In JavaScript, data types can be broadly categorized into primitive data types and reference data types. Let's explor primitive and reference data types:

Primitive Data Types

Primitive data types are basic building blocks in JavaScript, representing single values. They are immutable, meaning their values cannot be changed after they are created. Here are the main primitive data types in JavaScript:

1. Number: Represents numeric values, including integers and floating-point numbers.

var num = 42;

2. String: Represents sequences of characters enclosed in single ('') or double ("") quotes.

var name = "John";

3. Boolean: Represents true or false values.

var isTrue = true;

4. Undefined: Represents a variable that has been declared but hasn't been assigned a value.

var undefinedVar;

5. Null: Represents the intentional absence of any value or object.

var noValue = null;

6. Symbol: Represents unique and immutable values, often used as object property keys.

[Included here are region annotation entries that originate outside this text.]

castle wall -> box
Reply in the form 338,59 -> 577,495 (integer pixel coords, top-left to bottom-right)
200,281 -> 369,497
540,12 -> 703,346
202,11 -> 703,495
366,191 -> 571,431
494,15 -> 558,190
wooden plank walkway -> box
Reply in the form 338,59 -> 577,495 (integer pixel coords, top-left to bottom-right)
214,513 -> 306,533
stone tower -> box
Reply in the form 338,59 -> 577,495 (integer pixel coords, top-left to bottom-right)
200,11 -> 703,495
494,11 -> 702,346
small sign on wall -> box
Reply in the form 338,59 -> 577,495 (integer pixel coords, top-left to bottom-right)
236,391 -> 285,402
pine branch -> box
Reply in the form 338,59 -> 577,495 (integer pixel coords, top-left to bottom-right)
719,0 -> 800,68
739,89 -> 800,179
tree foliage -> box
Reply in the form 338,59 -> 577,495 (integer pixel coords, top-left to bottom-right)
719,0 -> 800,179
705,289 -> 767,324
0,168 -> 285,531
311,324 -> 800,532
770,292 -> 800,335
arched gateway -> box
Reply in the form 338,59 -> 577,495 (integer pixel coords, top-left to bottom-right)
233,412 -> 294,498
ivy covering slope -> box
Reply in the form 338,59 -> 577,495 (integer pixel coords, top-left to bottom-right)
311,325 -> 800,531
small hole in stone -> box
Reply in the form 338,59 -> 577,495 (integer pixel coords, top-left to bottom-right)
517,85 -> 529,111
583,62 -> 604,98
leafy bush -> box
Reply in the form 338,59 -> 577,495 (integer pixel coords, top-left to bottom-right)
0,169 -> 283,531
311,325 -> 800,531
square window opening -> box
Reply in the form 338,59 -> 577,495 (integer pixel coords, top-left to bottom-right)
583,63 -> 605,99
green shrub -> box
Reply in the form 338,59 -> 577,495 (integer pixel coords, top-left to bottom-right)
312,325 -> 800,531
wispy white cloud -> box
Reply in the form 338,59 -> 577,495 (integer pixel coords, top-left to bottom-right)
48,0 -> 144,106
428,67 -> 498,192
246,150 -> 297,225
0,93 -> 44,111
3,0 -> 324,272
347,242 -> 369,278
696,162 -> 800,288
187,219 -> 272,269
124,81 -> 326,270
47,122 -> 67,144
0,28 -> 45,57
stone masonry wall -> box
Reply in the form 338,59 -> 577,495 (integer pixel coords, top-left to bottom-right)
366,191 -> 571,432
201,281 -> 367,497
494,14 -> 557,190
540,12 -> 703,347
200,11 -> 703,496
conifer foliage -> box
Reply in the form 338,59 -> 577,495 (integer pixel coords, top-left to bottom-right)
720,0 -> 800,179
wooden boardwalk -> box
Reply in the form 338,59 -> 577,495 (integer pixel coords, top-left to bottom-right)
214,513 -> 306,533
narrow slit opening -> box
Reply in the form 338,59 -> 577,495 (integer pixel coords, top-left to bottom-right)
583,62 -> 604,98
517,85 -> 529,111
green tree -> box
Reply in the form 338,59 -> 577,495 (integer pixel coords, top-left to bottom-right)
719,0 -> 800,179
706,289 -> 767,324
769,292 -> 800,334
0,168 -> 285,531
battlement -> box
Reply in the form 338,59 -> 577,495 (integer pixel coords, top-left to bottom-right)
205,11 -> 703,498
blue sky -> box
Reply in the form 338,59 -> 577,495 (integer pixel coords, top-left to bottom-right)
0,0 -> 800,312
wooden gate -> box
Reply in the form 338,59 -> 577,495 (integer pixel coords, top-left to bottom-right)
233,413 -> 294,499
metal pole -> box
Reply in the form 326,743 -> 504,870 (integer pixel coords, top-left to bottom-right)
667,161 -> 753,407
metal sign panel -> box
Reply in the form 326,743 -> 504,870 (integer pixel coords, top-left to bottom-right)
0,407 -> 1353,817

var symbol = Symbol("unique");

7. BigInt: Represents large integers, useful for working with very large numbers.

var bigInt = 1234567890123456789012345678901234567890n;

Reference Data Types

Reference data types, also known as objects, are more complex data structures that can hold multiple values and methods. They are stored by reference, meaning the variable contains a reference to the memory location where the data is stored, rather than the actual data itself. Here are some common reference data types:

1. Object: Represents a collection of key-value pairs, where keys are strings (or Symbols) and values can be of any data type.


var person = {
    firstName: "Alice",
    lastName: "Johnson",
    age: 30

2. Array: Represents an ordered list of values, accessible by their numeric index.


var numbers = [1, 2, 3, 4, 5];

3. Function: Represents a reusable block of code that can be executed.


function greet(name) {
    console.log("Hello, " + name + "!");

4. Date: Represents a specific moment in time.


var currentDate = new Date();

5. RegExp: Represents regular expressions used for pattern matching in strings.


var pattern = /abc/;

6. Other Built-in Objects: JavaScript provides many other built-in objects like Map, Set, Promise, and more, each with their specific use cases.

Reference data types can be more complex and versatile compared to primitive types. They allow you to create and manipulate more intricate data structures and encapsulate behavior along with data.

Understanding the distinction between primitive and reference data types is crucial for efficient memory management and effective programming in JavaScript.